By Dan Walters
June 4, 2016 – 4:00 PM
- Pending bill aimed at overturning Supreme Court ruling
- However, it denounces practice that California allows
- Politicians rail against campaign money, but take it
State legislators – more precisely, Democratic legislators – worked themselves into a lather last month over what one called “the pernicious and pervasive role of money in politics.”
Those words came from Sen. Ben Allen, D-Santa Monica, as he presented a bill that, if signed by Gov. Jerry Brown, would place an advisory measure on the November ballot, calling on officeholders “to use all of their constitutional authority” to overturn the Citizens United decision of the U.S. Supreme Court.
The 2010 decision invalidated federal restrictions on so-called “independent expenditures” in campaigns, allowing corporations, associations, unions and other entities to, in essence, spend as much money as they want.
The author of the majority opinion, Californian Anthony Kennedy, saw it as a free speech issue, declaring, “If the 1st Amendment has any force, it prohibits Congress from fining or jailing citizens, or associations of citizens, for simply engaging in political speech.”
Underscoring that position, the American Civil Liberties Union blessed the ruling.
Since then, however, Citizens United has become a political shibboleth, particularly among Democrats from President Barack Obama downward who call for repeal, either by a court or via constitutional amendment.
“This is not just another issue,” Allen’s co-author, Sen. Mark Leno, D-San Francisco, added before the 26-12 vote on Senate Bill 254. “This is fundamental.”
Citizens United, Leno continued, “conflicts with every notion of what a democracy can be and should be.”
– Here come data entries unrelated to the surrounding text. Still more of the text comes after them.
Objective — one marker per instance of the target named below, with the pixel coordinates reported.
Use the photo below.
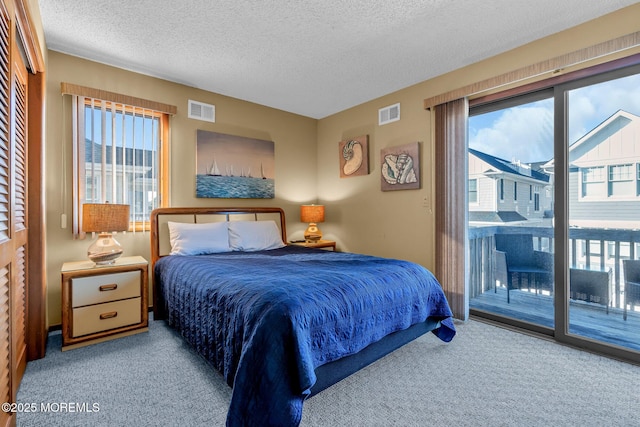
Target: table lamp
(312, 214)
(104, 218)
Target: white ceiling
(310, 57)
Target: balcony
(590, 249)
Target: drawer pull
(109, 315)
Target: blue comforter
(267, 319)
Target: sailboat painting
(234, 167)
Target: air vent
(201, 111)
(389, 114)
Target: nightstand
(319, 244)
(100, 303)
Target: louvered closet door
(13, 226)
(6, 246)
(18, 227)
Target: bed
(281, 323)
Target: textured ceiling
(310, 57)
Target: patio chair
(631, 269)
(592, 286)
(522, 262)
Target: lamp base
(312, 234)
(104, 250)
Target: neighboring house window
(621, 180)
(120, 155)
(593, 182)
(473, 190)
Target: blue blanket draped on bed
(267, 319)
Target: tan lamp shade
(104, 217)
(312, 214)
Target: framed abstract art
(400, 167)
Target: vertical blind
(116, 157)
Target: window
(593, 182)
(120, 155)
(473, 190)
(621, 180)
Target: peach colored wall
(400, 224)
(294, 137)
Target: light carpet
(487, 376)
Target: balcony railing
(581, 253)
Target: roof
(487, 216)
(597, 135)
(506, 166)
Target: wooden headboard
(160, 245)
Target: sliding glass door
(511, 209)
(603, 145)
(554, 210)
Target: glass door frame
(561, 85)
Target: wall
(359, 216)
(294, 137)
(401, 224)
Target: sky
(525, 132)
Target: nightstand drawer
(104, 288)
(102, 317)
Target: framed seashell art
(400, 167)
(354, 156)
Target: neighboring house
(604, 175)
(137, 170)
(501, 191)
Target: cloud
(522, 133)
(525, 132)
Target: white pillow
(254, 236)
(198, 239)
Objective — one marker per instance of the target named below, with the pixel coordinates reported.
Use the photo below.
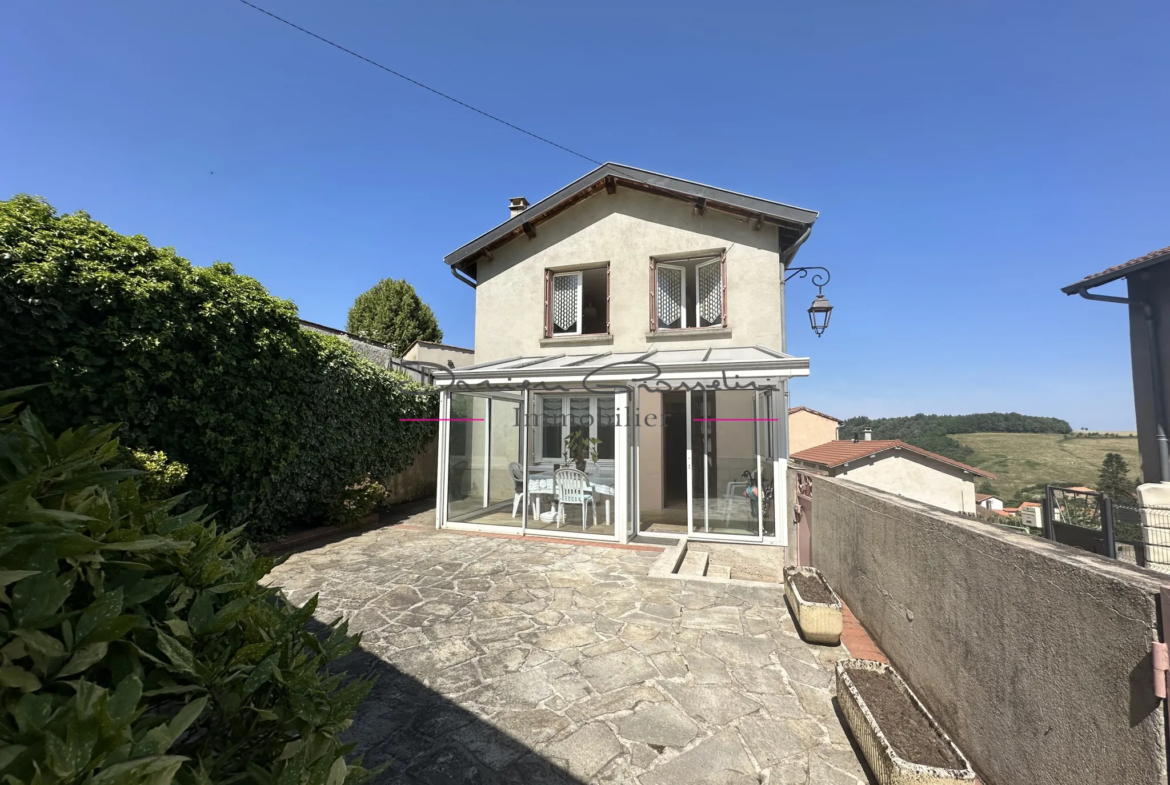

SB 254 is not the first effort to place the issue before voters. An earlier bill was held up by a court battle over whether advisory issues should be placed on the ballot, and it took a state Supreme Court decision to make it happen.
Allen, Leno and other California politicians may decry Citizens United as an assault on democracy. Brown said much the same thing when he allowed the earlier version to become law without his signature.